Did I tell you I enjoy using list comprehension in Python? It is something of an absolute beauty. My only regret is the fact that I did not learn Python sooner, like maybe when I was five?

correlation ….wat… the r & p-value do not look too bad

Looks to me the encoders, towards the end of the series (eps 20 - 26) did not care enough anymore to produce smaller size encoders (sub-500 MB) and released > 700 MB files. I guess they were having tons of things to encode in fall anime season?

Note:
scipy is not the only library that provides correlation function. pandas offers it through .corr() method, numpy through np.corrcoef(). Of note, Pearson correlation assumes both data are continuous and normally distributed. On the other hand, Spearman does not make that assumption.

Closing

From a frustration of not being able to find small-size anime with decent resolution of 720p, I turned that frustration into a quick experiment that consumed hours of trying different things. This whole thing has been a fun process.

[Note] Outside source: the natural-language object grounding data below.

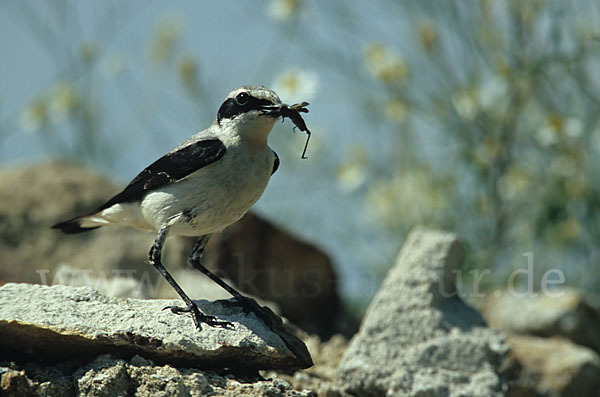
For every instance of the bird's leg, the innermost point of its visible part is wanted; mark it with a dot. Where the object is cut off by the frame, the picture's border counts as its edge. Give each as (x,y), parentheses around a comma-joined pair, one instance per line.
(191,307)
(249,305)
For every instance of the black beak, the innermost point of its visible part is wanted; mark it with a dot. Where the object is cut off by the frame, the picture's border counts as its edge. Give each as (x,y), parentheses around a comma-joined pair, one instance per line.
(272,110)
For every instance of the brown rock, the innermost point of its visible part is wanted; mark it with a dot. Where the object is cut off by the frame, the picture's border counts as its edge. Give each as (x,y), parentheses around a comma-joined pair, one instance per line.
(269,263)
(264,260)
(556,366)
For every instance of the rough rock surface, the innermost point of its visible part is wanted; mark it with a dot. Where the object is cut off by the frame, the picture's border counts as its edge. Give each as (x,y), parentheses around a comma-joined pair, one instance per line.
(109,376)
(556,366)
(265,260)
(319,378)
(61,323)
(564,313)
(418,338)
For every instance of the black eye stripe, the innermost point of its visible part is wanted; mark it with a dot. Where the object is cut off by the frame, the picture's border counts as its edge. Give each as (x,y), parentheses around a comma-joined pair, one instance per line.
(231,108)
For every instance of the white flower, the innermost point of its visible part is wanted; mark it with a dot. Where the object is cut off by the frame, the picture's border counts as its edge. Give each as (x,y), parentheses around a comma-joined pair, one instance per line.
(295,85)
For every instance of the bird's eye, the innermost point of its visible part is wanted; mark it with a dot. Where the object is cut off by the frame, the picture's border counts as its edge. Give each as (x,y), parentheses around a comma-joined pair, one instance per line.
(242,98)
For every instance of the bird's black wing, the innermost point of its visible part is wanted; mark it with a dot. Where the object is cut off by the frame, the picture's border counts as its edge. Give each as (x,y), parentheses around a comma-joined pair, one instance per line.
(171,167)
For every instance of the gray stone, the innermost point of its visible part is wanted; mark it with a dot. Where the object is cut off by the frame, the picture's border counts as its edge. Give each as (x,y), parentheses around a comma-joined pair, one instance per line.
(565,312)
(556,366)
(418,338)
(62,323)
(110,376)
(263,259)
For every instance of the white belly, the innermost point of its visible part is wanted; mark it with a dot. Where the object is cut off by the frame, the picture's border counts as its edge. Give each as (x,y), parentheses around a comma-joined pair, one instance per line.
(213,197)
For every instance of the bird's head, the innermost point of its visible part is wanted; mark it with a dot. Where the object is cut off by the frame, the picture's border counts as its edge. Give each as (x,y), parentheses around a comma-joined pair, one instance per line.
(250,112)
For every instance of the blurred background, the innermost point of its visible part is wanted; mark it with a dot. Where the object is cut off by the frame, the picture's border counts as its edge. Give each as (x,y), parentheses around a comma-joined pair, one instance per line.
(480,117)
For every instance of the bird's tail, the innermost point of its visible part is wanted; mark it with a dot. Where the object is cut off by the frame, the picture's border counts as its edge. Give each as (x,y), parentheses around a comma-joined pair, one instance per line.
(80,224)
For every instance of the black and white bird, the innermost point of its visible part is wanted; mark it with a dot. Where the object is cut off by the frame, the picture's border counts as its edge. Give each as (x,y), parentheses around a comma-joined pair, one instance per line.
(200,187)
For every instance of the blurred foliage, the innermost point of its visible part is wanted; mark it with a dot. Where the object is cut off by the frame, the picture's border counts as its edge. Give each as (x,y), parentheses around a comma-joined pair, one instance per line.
(489,111)
(496,129)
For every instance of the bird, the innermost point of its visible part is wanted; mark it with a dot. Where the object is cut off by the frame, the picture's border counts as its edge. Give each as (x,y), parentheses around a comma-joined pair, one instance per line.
(201,186)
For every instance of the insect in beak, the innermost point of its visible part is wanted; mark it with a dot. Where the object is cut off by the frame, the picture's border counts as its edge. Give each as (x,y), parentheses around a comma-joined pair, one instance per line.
(293,113)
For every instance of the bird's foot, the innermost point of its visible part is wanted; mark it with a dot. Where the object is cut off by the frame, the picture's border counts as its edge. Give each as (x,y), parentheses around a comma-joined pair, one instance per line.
(199,317)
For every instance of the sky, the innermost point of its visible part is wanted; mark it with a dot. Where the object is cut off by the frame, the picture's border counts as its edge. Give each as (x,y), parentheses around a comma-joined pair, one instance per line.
(233,43)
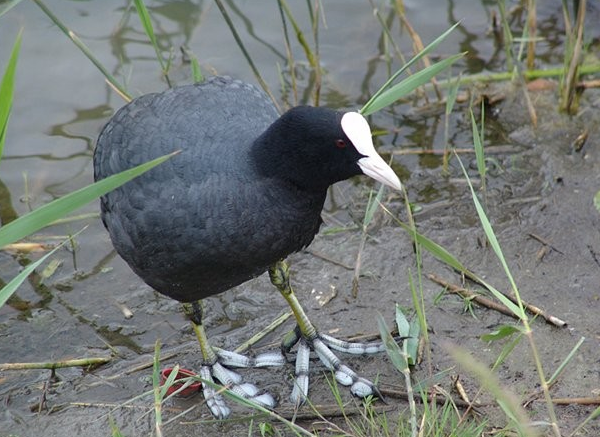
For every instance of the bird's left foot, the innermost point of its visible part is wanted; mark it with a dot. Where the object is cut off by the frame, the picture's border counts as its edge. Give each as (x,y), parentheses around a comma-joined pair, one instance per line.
(322,345)
(233,381)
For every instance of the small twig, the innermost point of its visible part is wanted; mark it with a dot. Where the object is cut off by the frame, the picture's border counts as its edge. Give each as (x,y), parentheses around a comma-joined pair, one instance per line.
(467,294)
(494,305)
(576,401)
(544,242)
(488,150)
(81,362)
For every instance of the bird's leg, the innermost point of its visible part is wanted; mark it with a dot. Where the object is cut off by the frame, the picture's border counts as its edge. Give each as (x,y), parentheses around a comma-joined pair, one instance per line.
(307,337)
(213,365)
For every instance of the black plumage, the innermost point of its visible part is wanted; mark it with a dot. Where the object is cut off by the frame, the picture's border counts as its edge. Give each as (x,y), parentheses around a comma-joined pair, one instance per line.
(246,190)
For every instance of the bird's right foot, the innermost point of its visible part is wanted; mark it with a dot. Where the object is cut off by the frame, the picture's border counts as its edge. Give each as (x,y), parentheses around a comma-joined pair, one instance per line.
(233,381)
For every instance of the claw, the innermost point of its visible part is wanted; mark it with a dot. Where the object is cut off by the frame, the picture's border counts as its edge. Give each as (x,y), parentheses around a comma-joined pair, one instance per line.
(359,386)
(267,359)
(214,400)
(352,348)
(300,390)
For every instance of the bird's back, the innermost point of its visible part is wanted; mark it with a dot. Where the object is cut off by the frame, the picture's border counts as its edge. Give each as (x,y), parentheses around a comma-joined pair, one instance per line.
(203,221)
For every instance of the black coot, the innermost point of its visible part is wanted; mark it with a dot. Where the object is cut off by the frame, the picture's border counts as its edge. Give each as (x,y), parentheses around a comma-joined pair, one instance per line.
(246,190)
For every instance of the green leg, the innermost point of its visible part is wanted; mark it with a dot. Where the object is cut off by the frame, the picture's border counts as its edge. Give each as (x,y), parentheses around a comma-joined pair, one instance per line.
(194,312)
(280,278)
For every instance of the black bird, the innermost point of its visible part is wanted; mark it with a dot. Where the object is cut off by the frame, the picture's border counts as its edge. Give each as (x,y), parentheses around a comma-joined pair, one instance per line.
(246,190)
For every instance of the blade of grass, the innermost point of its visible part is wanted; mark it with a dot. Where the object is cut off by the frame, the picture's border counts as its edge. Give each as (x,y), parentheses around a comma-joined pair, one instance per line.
(491,236)
(408,85)
(242,47)
(478,145)
(8,6)
(149,29)
(7,88)
(86,51)
(566,361)
(507,400)
(16,282)
(366,109)
(35,220)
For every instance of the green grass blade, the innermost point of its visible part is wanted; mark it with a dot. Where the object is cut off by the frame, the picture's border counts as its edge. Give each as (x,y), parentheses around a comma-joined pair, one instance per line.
(408,85)
(372,206)
(16,282)
(146,22)
(366,108)
(7,6)
(149,29)
(6,90)
(35,220)
(391,347)
(86,51)
(491,236)
(478,145)
(566,361)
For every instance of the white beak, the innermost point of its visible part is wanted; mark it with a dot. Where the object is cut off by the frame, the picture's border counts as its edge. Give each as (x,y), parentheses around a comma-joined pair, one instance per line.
(357,129)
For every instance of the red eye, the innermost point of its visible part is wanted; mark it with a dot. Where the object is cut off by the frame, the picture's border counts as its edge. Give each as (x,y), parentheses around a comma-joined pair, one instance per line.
(340,144)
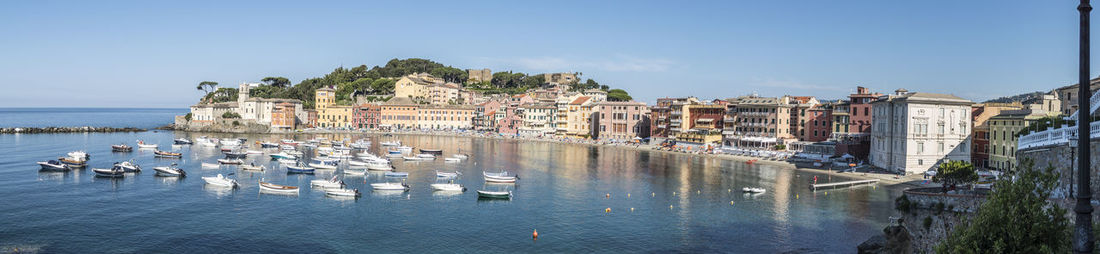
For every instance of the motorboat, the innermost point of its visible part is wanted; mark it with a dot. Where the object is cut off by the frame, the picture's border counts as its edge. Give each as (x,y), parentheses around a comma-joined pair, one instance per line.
(448,174)
(432,152)
(283,155)
(169,170)
(116,172)
(752,190)
(128,166)
(342,192)
(79,155)
(253,167)
(231,161)
(166,154)
(389,186)
(448,187)
(220,180)
(53,165)
(299,169)
(494,195)
(327,184)
(141,144)
(273,188)
(73,163)
(121,147)
(396,174)
(323,164)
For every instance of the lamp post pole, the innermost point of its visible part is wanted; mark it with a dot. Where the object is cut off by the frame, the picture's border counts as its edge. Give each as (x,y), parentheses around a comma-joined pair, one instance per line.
(1082,231)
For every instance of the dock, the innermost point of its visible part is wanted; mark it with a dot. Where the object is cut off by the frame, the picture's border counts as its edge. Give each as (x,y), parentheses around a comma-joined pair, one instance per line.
(842,184)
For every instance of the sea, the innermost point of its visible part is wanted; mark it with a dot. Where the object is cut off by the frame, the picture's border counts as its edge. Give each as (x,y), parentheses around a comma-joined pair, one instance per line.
(579,198)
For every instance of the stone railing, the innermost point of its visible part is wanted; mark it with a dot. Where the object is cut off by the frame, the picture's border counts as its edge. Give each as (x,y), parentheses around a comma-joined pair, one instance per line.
(1054,136)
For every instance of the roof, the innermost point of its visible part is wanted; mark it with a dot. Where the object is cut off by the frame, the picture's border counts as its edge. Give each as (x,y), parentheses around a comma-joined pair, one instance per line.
(580,100)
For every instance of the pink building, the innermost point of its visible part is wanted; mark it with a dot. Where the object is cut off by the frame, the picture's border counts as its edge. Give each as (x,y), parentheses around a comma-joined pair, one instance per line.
(619,120)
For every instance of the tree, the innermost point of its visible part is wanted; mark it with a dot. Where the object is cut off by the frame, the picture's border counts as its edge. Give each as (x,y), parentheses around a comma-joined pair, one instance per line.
(276,81)
(207,86)
(618,95)
(953,173)
(1016,218)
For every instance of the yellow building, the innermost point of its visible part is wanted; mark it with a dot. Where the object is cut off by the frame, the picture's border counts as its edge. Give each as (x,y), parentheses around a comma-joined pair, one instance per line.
(330,114)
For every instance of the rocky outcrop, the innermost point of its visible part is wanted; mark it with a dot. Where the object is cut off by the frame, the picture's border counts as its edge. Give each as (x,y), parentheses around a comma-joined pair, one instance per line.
(67,130)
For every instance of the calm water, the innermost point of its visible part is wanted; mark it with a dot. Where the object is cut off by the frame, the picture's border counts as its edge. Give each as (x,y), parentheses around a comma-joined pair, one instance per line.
(561,194)
(87,117)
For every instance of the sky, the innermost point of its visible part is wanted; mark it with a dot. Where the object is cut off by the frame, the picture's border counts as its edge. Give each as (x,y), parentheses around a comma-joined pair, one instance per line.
(152,54)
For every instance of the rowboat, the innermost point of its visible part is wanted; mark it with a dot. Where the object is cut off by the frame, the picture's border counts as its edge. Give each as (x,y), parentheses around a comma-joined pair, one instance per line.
(389,186)
(299,169)
(220,180)
(128,166)
(448,174)
(166,154)
(253,167)
(53,165)
(169,170)
(73,163)
(342,192)
(231,161)
(752,190)
(273,188)
(448,187)
(327,184)
(396,174)
(494,195)
(121,147)
(109,172)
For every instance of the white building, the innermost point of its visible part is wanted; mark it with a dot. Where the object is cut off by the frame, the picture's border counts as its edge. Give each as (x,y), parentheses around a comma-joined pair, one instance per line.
(913,132)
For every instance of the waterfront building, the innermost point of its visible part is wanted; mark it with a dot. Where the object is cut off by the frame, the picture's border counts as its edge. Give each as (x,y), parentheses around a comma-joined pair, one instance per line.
(444,117)
(915,131)
(367,116)
(979,135)
(399,112)
(538,119)
(620,121)
(1002,139)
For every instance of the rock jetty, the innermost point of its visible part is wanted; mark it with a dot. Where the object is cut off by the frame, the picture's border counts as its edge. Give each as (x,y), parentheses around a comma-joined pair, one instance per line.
(67,130)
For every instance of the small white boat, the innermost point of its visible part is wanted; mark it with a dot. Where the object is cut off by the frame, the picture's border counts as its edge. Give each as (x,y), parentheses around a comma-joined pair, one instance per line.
(448,187)
(220,180)
(169,170)
(752,190)
(389,186)
(231,161)
(448,174)
(273,188)
(327,184)
(342,192)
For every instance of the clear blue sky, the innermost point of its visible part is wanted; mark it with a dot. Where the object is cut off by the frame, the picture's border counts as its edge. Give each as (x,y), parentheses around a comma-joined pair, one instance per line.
(153,54)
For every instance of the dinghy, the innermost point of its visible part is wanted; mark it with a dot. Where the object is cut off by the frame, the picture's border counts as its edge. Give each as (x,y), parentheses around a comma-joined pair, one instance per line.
(53,165)
(171,170)
(389,186)
(494,195)
(273,188)
(220,180)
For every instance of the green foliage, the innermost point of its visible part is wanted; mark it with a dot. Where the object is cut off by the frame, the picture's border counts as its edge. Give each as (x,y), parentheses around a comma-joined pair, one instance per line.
(954,173)
(222,95)
(1016,218)
(618,95)
(230,116)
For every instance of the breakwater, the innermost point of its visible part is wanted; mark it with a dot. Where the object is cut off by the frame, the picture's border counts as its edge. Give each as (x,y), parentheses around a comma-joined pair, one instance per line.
(68,130)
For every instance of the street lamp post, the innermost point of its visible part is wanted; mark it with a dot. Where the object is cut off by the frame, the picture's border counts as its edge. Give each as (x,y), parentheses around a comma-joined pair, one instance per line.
(1082,231)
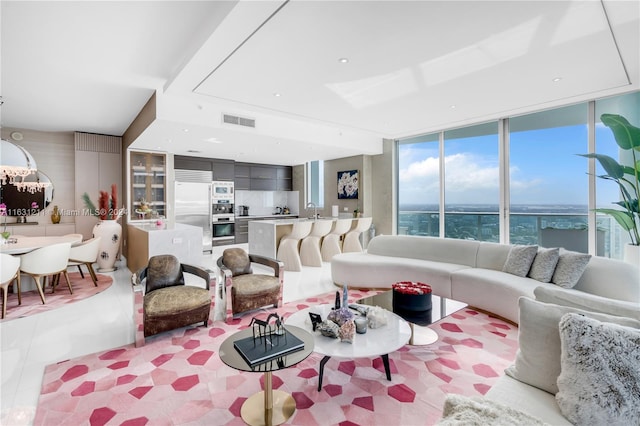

This whole experiment has been a fun trip. I learned that shell builtin time and /usr/bin/time are two different things. I also learned that BSD and GNU /usr/bin/time are different. Then I learned a couple more things about FFmpeg; the one in 18.04 Bionic’s repo is outdated (v3), and while brew can pull and compile a v4, it does not get compiled with nvenc library, which the snap’s version does. I did not attempt at fixing the unmet nvenc version as that would be a different trip (or maybe let me get a Turing card first).

For future directions, maybe I will go back to compiling ffmpeg binary from scratch. Maybe that way I could circumvent the issue with unmet dependencies. When I was on my Macbook Pro couple years ago, I did successfully compile ffmpeg from source codes. It was not a lot of work, but things have changed now, which would necessitate me to studying the details again.